Nicolas Lévesque, cinéaste, et Gil Thériault, directeur de l’Association des chasseurs de phoques Intra-Québec, espèrent que le projet aidera le public à mieux comprendre les enjeux liés à la chasse aux phoques.

Pour mieux comprendre la chasse aux phoques

C’est dans un Théâtre Banque Nationale presque plein que Nicolas Lévesque a présenté son tout dernier film, Chasseurs de phoques. La soirée était organisée pour montrer les dessous de cette activité économique et pour bien faire comprendre au public ses enjeux.

Après un cocktail de bienvenue, les spectateurs étaient invités à goûter aux produits de cette chasse. Le chef de l’Auberge des Battures, Jonathan Grenon, avait préparé des tatakis de loup marin, avec un ketchup de framboises, ainsi que de la terrine à base de cette viande.

Il s’amuse avec cet aliment dans ses cuisines depuis plus d’un an. « La réponse des gens ce soir est très surprenante. Plusieurs personnes sont revenues deux fois. Je pensais que j’allais passer peut-être 100 bouchées de chaque préparation et j’en ai passé 150 », a commenté le cuisinier dans son entretien avec Le Quotidien.
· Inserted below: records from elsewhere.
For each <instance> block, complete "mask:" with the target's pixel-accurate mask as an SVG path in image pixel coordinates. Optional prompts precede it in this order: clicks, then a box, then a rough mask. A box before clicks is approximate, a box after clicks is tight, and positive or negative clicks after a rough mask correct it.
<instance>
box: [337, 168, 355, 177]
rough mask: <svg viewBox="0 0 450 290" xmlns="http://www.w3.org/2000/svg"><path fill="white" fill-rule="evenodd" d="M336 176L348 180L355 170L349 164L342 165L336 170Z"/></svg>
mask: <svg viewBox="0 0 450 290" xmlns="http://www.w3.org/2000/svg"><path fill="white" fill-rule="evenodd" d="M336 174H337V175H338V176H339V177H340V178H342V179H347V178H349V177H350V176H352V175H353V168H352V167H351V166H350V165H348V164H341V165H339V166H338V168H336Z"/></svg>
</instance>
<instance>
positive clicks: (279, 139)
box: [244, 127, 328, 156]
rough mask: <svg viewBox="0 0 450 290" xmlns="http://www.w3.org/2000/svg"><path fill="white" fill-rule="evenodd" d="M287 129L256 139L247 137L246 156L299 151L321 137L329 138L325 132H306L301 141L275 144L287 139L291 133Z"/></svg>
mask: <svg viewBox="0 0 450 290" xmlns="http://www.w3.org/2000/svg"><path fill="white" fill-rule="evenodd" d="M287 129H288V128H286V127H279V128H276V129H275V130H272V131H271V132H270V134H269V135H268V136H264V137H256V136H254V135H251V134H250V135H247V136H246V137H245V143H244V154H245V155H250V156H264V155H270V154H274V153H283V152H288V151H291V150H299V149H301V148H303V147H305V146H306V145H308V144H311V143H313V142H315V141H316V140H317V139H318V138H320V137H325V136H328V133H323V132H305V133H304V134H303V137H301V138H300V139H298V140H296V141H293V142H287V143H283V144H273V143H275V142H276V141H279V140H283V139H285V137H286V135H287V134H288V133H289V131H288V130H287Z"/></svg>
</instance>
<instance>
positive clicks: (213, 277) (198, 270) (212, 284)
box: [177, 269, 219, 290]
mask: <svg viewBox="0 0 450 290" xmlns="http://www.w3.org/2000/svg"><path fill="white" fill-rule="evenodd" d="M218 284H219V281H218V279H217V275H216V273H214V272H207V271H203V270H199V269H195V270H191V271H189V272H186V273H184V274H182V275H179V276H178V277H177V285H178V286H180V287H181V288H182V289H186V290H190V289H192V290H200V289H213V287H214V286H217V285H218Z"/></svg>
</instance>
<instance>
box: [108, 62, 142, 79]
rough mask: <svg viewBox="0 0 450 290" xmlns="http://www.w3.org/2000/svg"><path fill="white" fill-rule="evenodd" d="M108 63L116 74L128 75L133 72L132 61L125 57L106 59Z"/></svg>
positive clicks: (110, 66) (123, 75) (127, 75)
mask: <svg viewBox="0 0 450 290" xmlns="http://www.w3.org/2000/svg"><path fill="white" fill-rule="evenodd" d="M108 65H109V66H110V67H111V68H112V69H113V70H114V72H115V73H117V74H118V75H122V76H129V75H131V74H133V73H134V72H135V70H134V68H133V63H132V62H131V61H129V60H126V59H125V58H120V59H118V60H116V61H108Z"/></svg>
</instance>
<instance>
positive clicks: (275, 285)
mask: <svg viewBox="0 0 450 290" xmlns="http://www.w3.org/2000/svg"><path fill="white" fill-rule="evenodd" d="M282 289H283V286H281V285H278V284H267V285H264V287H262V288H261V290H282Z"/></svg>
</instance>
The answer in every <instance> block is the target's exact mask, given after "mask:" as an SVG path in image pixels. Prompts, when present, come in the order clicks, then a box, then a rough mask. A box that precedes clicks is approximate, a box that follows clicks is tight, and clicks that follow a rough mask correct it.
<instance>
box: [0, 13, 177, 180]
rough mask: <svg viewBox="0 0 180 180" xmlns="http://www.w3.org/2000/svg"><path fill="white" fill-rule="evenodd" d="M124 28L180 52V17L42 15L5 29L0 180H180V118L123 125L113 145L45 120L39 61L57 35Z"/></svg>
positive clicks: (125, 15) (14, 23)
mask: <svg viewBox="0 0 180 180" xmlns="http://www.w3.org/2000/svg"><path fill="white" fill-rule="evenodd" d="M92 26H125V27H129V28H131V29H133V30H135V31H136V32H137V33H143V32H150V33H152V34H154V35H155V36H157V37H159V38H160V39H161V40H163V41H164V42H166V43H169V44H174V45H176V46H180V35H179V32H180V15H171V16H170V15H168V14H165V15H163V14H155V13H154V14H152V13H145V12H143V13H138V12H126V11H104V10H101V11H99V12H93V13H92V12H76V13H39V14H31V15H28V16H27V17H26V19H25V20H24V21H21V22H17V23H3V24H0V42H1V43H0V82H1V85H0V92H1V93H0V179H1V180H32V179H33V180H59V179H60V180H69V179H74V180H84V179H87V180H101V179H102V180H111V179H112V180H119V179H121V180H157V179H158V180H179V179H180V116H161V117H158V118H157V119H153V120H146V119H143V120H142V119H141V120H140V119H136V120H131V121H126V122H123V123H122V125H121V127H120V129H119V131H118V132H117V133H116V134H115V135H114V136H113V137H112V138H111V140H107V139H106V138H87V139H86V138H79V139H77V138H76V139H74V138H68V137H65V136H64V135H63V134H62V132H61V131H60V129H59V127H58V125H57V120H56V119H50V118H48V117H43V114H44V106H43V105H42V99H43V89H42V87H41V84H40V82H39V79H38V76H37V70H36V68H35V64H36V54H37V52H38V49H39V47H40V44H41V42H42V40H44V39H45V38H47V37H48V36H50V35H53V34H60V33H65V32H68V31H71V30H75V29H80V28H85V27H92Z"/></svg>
Bilodeau Canada, dont le propriétaire était présent, présentait aussi ses produits faits en fourrure de loup marin.

Par la suite, le public a été invité à se déplacer dans la salle, où les spectateurs ont eu droit à la première projection du documentaire au Saguenay-Lac-Saint-Jean. On y voit Nicolas Lévesque, cinéaste originaire de Roberval, suivre des Madelinois dans le long processus de la chasse aux phoques, de l’organisation à la vente des produits. Les personnages sont attachants et plusieurs informations sur leur mode de vie sont transmises. Malgré le sujet sérieux, la foule présente au TBN a ri à plusieurs reprises pendant la projection.

Le long métrage suit plusieurs chasseurs de tout âge, dont Mathieu, qui fait cette activité avec son père et son frère.

Finalement, Nicolas Lévesque, Gil Thériault, directeur de l’Association des chasseurs de phoques Intra-Québec, et Mario Bilodeau, propriétaire de Bilodeau Canada, ont ouvert un panel de discussion pour entendre les questions du public.

Plusieurs s’intéressaient à la réalité des chasseurs, qui est loin de l’image présentée par les associations animalières. Le cinéaste a aussi pu expliquer comment il avait envisagé le film et les défis qu’il a eus en le réalisant.

Plus qu’un simple enjeu

Lors de leur entretien avec Le Quotidien, avant la présentation, les trois hommes ont pu échanger sur la réelle problématique de la chasse au phoque.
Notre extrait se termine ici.